The IRA met at a remote hillside farm.

London said ”Volunteers – I am very happy to introduce to you our reinforcements like. Meet the Tussocks”

Men stepped forward.

”Here we have the Tussocks” said London

”Sean Tussock, Niall Tussock, Hal Tussock and Gabriel Tussock” said London proudly.

Conlan looked them up and down and was none too impressed.

Sean Tussock was a youth of 19 and skinny as a rake. He had black messy hair – and a high hairline. It was as though he was going prematurely bald. Sean’s hair was a little sallow. He had a pointy nose and a pouty, ironic expression.  A large mole dominated his left cheek – just below the cheekbone.  Sean stood 5’1”. Sean slobbered and looked disctinctly cowardly. What was this scarcrow going to add to the unit?

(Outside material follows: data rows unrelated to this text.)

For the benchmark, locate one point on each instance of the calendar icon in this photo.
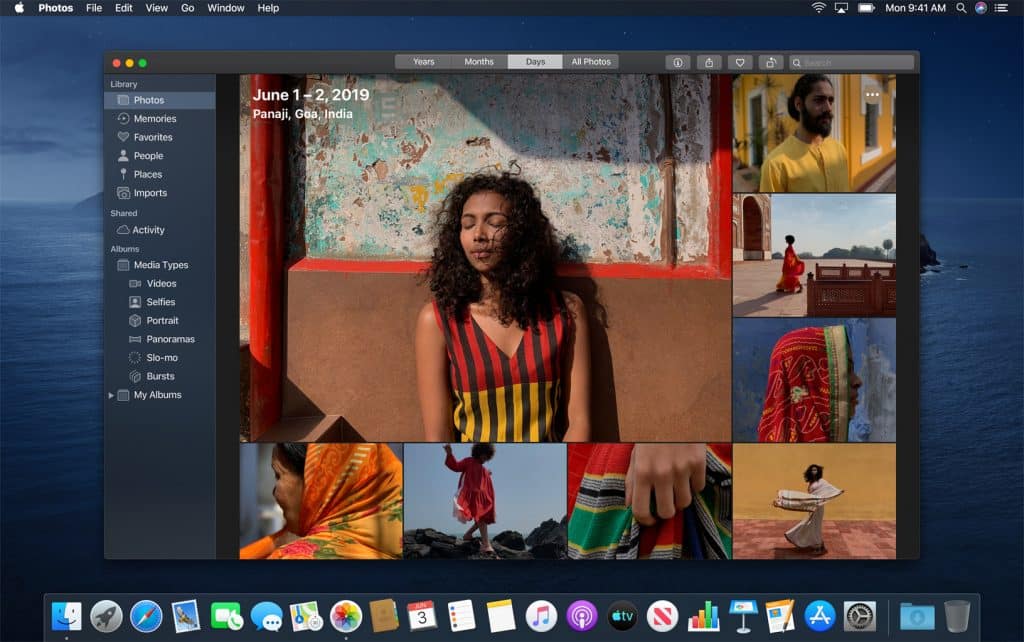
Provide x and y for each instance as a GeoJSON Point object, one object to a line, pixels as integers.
{"type": "Point", "coordinates": [421, 615]}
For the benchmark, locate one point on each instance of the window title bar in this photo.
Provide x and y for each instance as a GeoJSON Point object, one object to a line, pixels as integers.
{"type": "Point", "coordinates": [489, 61]}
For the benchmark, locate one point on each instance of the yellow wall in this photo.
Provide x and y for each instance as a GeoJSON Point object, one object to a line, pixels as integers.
{"type": "Point", "coordinates": [849, 127]}
{"type": "Point", "coordinates": [866, 473]}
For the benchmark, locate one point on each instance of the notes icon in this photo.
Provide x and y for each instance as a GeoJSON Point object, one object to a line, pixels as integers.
{"type": "Point", "coordinates": [542, 616]}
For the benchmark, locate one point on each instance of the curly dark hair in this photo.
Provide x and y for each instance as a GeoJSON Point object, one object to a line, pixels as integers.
{"type": "Point", "coordinates": [813, 473]}
{"type": "Point", "coordinates": [294, 456]}
{"type": "Point", "coordinates": [483, 451]}
{"type": "Point", "coordinates": [525, 272]}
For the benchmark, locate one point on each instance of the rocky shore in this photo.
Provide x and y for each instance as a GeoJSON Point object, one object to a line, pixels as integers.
{"type": "Point", "coordinates": [548, 541]}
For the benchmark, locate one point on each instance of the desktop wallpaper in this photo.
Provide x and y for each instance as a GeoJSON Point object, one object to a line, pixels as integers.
{"type": "Point", "coordinates": [971, 341]}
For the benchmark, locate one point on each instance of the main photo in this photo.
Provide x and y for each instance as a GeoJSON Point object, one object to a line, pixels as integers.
{"type": "Point", "coordinates": [485, 257]}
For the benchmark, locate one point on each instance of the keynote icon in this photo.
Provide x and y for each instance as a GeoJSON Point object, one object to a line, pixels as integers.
{"type": "Point", "coordinates": [542, 616]}
{"type": "Point", "coordinates": [743, 608]}
{"type": "Point", "coordinates": [582, 615]}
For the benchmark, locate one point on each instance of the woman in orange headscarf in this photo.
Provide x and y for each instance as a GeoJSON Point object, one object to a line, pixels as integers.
{"type": "Point", "coordinates": [793, 267]}
{"type": "Point", "coordinates": [339, 500]}
{"type": "Point", "coordinates": [812, 390]}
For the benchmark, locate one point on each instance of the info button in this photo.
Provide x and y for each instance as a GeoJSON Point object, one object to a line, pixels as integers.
{"type": "Point", "coordinates": [536, 61]}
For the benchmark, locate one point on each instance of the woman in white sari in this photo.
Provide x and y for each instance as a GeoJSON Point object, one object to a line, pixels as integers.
{"type": "Point", "coordinates": [807, 533]}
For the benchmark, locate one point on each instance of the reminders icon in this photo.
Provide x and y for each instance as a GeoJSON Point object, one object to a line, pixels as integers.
{"type": "Point", "coordinates": [461, 615]}
{"type": "Point", "coordinates": [501, 615]}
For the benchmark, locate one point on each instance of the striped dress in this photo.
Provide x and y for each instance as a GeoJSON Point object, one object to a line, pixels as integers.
{"type": "Point", "coordinates": [497, 397]}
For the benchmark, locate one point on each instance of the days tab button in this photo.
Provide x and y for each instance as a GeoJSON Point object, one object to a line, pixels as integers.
{"type": "Point", "coordinates": [536, 61]}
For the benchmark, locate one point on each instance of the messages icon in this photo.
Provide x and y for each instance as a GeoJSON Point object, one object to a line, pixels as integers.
{"type": "Point", "coordinates": [266, 615]}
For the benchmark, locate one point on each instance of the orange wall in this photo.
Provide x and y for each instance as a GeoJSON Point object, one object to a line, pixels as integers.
{"type": "Point", "coordinates": [866, 473]}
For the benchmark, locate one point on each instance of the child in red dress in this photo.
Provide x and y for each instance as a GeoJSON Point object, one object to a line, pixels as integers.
{"type": "Point", "coordinates": [475, 499]}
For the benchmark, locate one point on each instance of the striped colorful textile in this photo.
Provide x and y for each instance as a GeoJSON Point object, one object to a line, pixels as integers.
{"type": "Point", "coordinates": [602, 526]}
{"type": "Point", "coordinates": [807, 502]}
{"type": "Point", "coordinates": [497, 397]}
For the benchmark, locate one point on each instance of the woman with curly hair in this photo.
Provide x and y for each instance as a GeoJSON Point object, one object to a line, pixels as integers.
{"type": "Point", "coordinates": [501, 353]}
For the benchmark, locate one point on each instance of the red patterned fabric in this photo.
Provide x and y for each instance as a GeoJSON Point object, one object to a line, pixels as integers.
{"type": "Point", "coordinates": [808, 393]}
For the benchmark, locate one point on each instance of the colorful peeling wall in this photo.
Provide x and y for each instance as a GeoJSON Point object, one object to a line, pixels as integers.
{"type": "Point", "coordinates": [591, 144]}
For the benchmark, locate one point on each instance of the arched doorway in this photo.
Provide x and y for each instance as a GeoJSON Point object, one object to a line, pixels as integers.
{"type": "Point", "coordinates": [754, 230]}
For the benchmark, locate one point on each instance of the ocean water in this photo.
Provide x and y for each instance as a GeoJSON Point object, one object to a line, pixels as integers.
{"type": "Point", "coordinates": [51, 466]}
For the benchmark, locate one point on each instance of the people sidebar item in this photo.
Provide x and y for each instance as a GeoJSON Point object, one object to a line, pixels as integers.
{"type": "Point", "coordinates": [810, 160]}
{"type": "Point", "coordinates": [793, 268]}
{"type": "Point", "coordinates": [812, 389]}
{"type": "Point", "coordinates": [340, 501]}
{"type": "Point", "coordinates": [502, 354]}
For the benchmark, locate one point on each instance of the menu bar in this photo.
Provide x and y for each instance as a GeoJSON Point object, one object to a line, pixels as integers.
{"type": "Point", "coordinates": [844, 10]}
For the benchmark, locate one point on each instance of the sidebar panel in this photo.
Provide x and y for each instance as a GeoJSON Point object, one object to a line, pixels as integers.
{"type": "Point", "coordinates": [159, 315]}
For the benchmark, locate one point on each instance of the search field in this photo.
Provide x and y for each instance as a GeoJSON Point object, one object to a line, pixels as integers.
{"type": "Point", "coordinates": [854, 61]}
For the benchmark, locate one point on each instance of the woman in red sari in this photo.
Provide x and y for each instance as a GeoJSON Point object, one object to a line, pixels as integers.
{"type": "Point", "coordinates": [793, 267]}
{"type": "Point", "coordinates": [475, 499]}
{"type": "Point", "coordinates": [812, 390]}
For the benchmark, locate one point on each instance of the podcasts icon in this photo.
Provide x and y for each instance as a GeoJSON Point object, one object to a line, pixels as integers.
{"type": "Point", "coordinates": [582, 615]}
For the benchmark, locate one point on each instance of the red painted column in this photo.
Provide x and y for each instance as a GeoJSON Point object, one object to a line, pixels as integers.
{"type": "Point", "coordinates": [720, 180]}
{"type": "Point", "coordinates": [266, 257]}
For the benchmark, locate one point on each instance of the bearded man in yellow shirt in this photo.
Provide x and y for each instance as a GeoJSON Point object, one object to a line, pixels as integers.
{"type": "Point", "coordinates": [809, 160]}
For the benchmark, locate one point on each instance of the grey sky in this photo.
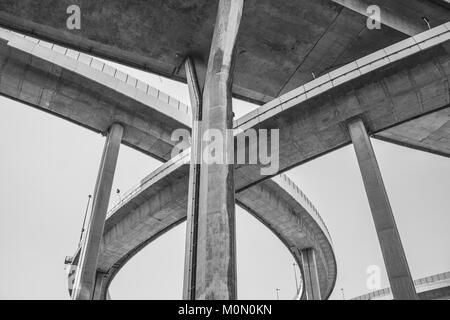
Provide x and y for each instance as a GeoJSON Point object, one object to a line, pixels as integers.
{"type": "Point", "coordinates": [48, 167]}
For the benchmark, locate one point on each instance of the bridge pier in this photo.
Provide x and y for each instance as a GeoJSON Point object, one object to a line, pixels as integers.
{"type": "Point", "coordinates": [310, 275]}
{"type": "Point", "coordinates": [85, 279]}
{"type": "Point", "coordinates": [391, 246]}
{"type": "Point", "coordinates": [100, 287]}
{"type": "Point", "coordinates": [211, 271]}
{"type": "Point", "coordinates": [194, 182]}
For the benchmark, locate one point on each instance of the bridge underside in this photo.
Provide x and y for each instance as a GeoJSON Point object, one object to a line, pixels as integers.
{"type": "Point", "coordinates": [313, 83]}
{"type": "Point", "coordinates": [281, 43]}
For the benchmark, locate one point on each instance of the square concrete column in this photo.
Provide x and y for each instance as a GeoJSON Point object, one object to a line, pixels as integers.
{"type": "Point", "coordinates": [87, 268]}
{"type": "Point", "coordinates": [194, 182]}
{"type": "Point", "coordinates": [310, 275]}
{"type": "Point", "coordinates": [402, 285]}
{"type": "Point", "coordinates": [213, 265]}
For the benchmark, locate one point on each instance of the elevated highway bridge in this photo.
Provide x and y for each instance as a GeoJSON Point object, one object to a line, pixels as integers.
{"type": "Point", "coordinates": [336, 84]}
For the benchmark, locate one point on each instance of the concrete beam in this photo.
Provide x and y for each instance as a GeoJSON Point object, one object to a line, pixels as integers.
{"type": "Point", "coordinates": [194, 182]}
{"type": "Point", "coordinates": [391, 246]}
{"type": "Point", "coordinates": [310, 274]}
{"type": "Point", "coordinates": [86, 273]}
{"type": "Point", "coordinates": [392, 19]}
{"type": "Point", "coordinates": [216, 247]}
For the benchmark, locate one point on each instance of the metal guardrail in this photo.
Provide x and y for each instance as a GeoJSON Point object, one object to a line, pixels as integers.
{"type": "Point", "coordinates": [105, 68]}
{"type": "Point", "coordinates": [351, 71]}
{"type": "Point", "coordinates": [312, 209]}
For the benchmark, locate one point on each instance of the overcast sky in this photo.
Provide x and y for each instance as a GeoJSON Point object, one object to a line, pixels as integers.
{"type": "Point", "coordinates": [48, 166]}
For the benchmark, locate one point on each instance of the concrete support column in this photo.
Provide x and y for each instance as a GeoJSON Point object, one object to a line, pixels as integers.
{"type": "Point", "coordinates": [100, 287]}
{"type": "Point", "coordinates": [215, 260]}
{"type": "Point", "coordinates": [310, 275]}
{"type": "Point", "coordinates": [395, 20]}
{"type": "Point", "coordinates": [402, 285]}
{"type": "Point", "coordinates": [87, 268]}
{"type": "Point", "coordinates": [194, 182]}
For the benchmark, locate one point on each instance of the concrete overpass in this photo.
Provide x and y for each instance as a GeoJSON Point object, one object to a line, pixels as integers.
{"type": "Point", "coordinates": [435, 287]}
{"type": "Point", "coordinates": [297, 223]}
{"type": "Point", "coordinates": [390, 87]}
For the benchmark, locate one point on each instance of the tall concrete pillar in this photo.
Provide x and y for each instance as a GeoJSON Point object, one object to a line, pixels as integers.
{"type": "Point", "coordinates": [215, 261]}
{"type": "Point", "coordinates": [395, 20]}
{"type": "Point", "coordinates": [310, 275]}
{"type": "Point", "coordinates": [87, 268]}
{"type": "Point", "coordinates": [400, 279]}
{"type": "Point", "coordinates": [194, 182]}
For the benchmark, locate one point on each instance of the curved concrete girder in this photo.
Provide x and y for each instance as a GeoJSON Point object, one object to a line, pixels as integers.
{"type": "Point", "coordinates": [160, 203]}
{"type": "Point", "coordinates": [404, 20]}
{"type": "Point", "coordinates": [435, 287]}
{"type": "Point", "coordinates": [317, 35]}
{"type": "Point", "coordinates": [388, 87]}
{"type": "Point", "coordinates": [90, 93]}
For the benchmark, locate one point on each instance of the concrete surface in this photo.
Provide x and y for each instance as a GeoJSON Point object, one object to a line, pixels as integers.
{"type": "Point", "coordinates": [429, 133]}
{"type": "Point", "coordinates": [159, 203]}
{"type": "Point", "coordinates": [85, 279]}
{"type": "Point", "coordinates": [435, 287]}
{"type": "Point", "coordinates": [392, 250]}
{"type": "Point", "coordinates": [281, 43]}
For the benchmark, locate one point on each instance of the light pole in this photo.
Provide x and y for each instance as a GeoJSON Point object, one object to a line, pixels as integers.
{"type": "Point", "coordinates": [295, 275]}
{"type": "Point", "coordinates": [84, 220]}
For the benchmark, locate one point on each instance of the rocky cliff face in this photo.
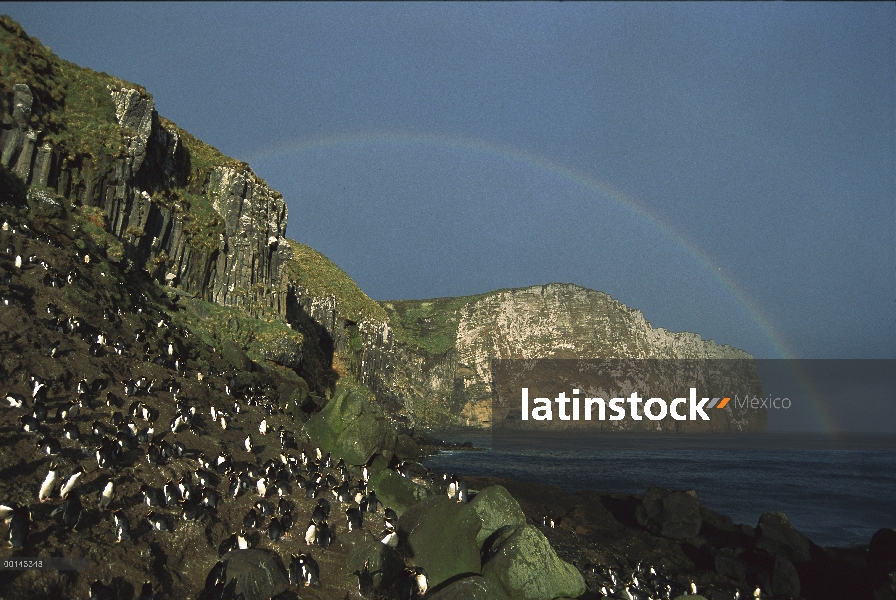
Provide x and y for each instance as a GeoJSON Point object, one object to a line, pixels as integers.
{"type": "Point", "coordinates": [140, 195]}
{"type": "Point", "coordinates": [447, 369]}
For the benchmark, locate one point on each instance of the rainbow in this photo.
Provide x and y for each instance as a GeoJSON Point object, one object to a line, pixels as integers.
{"type": "Point", "coordinates": [604, 189]}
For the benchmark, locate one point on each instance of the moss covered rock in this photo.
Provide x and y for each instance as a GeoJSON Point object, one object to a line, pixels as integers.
{"type": "Point", "coordinates": [495, 508]}
{"type": "Point", "coordinates": [471, 588]}
{"type": "Point", "coordinates": [350, 427]}
{"type": "Point", "coordinates": [385, 564]}
{"type": "Point", "coordinates": [527, 567]}
{"type": "Point", "coordinates": [397, 492]}
{"type": "Point", "coordinates": [440, 536]}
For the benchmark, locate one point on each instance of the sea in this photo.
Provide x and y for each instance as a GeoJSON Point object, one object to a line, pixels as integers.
{"type": "Point", "coordinates": [834, 497]}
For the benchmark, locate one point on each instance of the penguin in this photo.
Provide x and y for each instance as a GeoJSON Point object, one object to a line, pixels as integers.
{"type": "Point", "coordinates": [189, 510]}
{"type": "Point", "coordinates": [71, 432]}
{"type": "Point", "coordinates": [146, 592]}
{"type": "Point", "coordinates": [15, 400]}
{"type": "Point", "coordinates": [461, 494]}
{"type": "Point", "coordinates": [250, 520]}
{"type": "Point", "coordinates": [283, 507]}
{"type": "Point", "coordinates": [324, 535]}
{"type": "Point", "coordinates": [71, 482]}
{"type": "Point", "coordinates": [71, 511]}
{"type": "Point", "coordinates": [49, 446]}
{"type": "Point", "coordinates": [100, 591]}
{"type": "Point", "coordinates": [172, 493]}
{"type": "Point", "coordinates": [365, 580]}
{"type": "Point", "coordinates": [391, 518]}
{"type": "Point", "coordinates": [354, 518]}
{"type": "Point", "coordinates": [40, 410]}
{"type": "Point", "coordinates": [30, 424]}
{"type": "Point", "coordinates": [421, 579]}
{"type": "Point", "coordinates": [19, 524]}
{"type": "Point", "coordinates": [209, 498]}
{"type": "Point", "coordinates": [107, 495]}
{"type": "Point", "coordinates": [370, 503]}
{"type": "Point", "coordinates": [413, 583]}
{"type": "Point", "coordinates": [214, 582]}
{"type": "Point", "coordinates": [305, 570]}
{"type": "Point", "coordinates": [389, 537]}
{"type": "Point", "coordinates": [311, 534]}
{"type": "Point", "coordinates": [49, 484]}
{"type": "Point", "coordinates": [264, 508]}
{"type": "Point", "coordinates": [157, 522]}
{"type": "Point", "coordinates": [152, 496]}
{"type": "Point", "coordinates": [275, 529]}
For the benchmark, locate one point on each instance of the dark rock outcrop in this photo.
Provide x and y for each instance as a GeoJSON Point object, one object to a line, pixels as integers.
{"type": "Point", "coordinates": [256, 574]}
{"type": "Point", "coordinates": [670, 513]}
{"type": "Point", "coordinates": [351, 427]}
{"type": "Point", "coordinates": [440, 536]}
{"type": "Point", "coordinates": [526, 566]}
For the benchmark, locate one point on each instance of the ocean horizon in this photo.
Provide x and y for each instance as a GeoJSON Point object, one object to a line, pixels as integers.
{"type": "Point", "coordinates": [834, 497]}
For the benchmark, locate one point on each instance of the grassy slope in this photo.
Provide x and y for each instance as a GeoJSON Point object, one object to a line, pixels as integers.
{"type": "Point", "coordinates": [321, 277]}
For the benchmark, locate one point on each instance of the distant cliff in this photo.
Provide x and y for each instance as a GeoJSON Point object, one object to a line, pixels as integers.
{"type": "Point", "coordinates": [444, 347]}
{"type": "Point", "coordinates": [207, 227]}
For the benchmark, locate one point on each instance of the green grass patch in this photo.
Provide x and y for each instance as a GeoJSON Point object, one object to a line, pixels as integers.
{"type": "Point", "coordinates": [321, 277]}
{"type": "Point", "coordinates": [431, 324]}
{"type": "Point", "coordinates": [231, 323]}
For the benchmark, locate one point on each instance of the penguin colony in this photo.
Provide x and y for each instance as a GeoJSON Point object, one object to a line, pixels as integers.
{"type": "Point", "coordinates": [129, 453]}
{"type": "Point", "coordinates": [136, 455]}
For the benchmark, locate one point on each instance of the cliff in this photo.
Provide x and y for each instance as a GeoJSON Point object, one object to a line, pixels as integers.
{"type": "Point", "coordinates": [444, 347]}
{"type": "Point", "coordinates": [209, 230]}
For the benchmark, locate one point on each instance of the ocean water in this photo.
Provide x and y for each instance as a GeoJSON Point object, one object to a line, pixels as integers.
{"type": "Point", "coordinates": [835, 497]}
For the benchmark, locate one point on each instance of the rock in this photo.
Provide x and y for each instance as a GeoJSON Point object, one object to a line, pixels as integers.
{"type": "Point", "coordinates": [669, 513]}
{"type": "Point", "coordinates": [286, 351]}
{"type": "Point", "coordinates": [385, 563]}
{"type": "Point", "coordinates": [257, 574]}
{"type": "Point", "coordinates": [397, 492]}
{"type": "Point", "coordinates": [440, 536]}
{"type": "Point", "coordinates": [406, 448]}
{"type": "Point", "coordinates": [471, 588]}
{"type": "Point", "coordinates": [775, 535]}
{"type": "Point", "coordinates": [785, 579]}
{"type": "Point", "coordinates": [350, 427]}
{"type": "Point", "coordinates": [234, 356]}
{"type": "Point", "coordinates": [729, 564]}
{"type": "Point", "coordinates": [882, 550]}
{"type": "Point", "coordinates": [495, 508]}
{"type": "Point", "coordinates": [527, 567]}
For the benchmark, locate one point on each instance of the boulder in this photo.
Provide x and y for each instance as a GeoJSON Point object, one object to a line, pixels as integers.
{"type": "Point", "coordinates": [495, 508]}
{"type": "Point", "coordinates": [785, 579]}
{"type": "Point", "coordinates": [882, 550]}
{"type": "Point", "coordinates": [440, 536]}
{"type": "Point", "coordinates": [775, 535]}
{"type": "Point", "coordinates": [350, 427]}
{"type": "Point", "coordinates": [233, 354]}
{"type": "Point", "coordinates": [406, 447]}
{"type": "Point", "coordinates": [385, 563]}
{"type": "Point", "coordinates": [284, 350]}
{"type": "Point", "coordinates": [471, 588]}
{"type": "Point", "coordinates": [527, 567]}
{"type": "Point", "coordinates": [670, 513]}
{"type": "Point", "coordinates": [256, 574]}
{"type": "Point", "coordinates": [726, 562]}
{"type": "Point", "coordinates": [397, 492]}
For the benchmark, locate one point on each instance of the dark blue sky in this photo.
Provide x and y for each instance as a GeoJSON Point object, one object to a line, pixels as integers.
{"type": "Point", "coordinates": [728, 169]}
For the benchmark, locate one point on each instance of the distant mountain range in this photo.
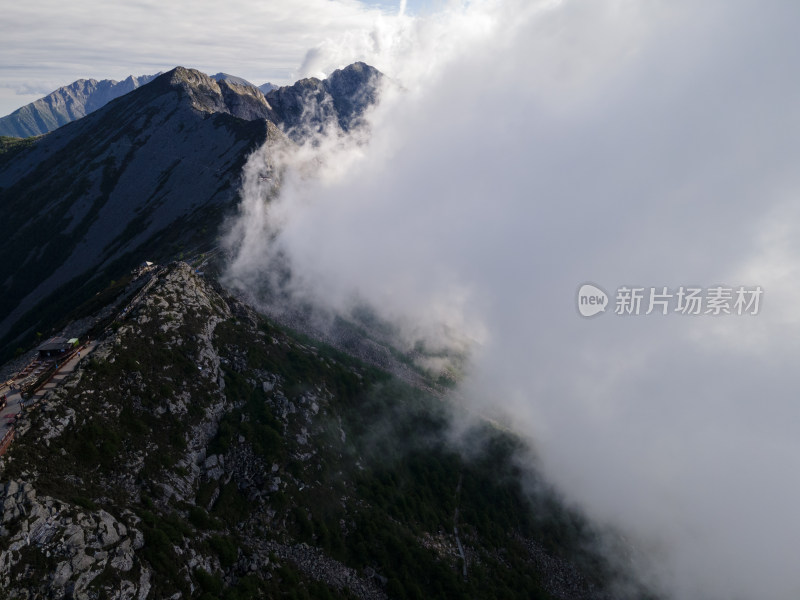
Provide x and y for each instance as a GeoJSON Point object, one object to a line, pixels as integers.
{"type": "Point", "coordinates": [148, 176]}
{"type": "Point", "coordinates": [66, 104]}
{"type": "Point", "coordinates": [81, 98]}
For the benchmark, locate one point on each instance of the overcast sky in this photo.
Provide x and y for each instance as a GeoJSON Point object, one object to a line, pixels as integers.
{"type": "Point", "coordinates": [45, 44]}
{"type": "Point", "coordinates": [541, 145]}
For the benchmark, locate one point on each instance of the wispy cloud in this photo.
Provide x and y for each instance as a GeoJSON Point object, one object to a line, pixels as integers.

Then came Niall Tussock – he was 17 and Sean’s younger brother. Niall as an endomorph with high cheekbones. He had a dead eyed expression and came across as indolent and conceited.  Niall was 6’1” and probably would grow more. Conlan perceived a cowardly sadist in Niall and took an instant dislike to him. Conlan regarded him even more cynically than Sean Tussock who at least seemed to have a modicum of intelligence about him.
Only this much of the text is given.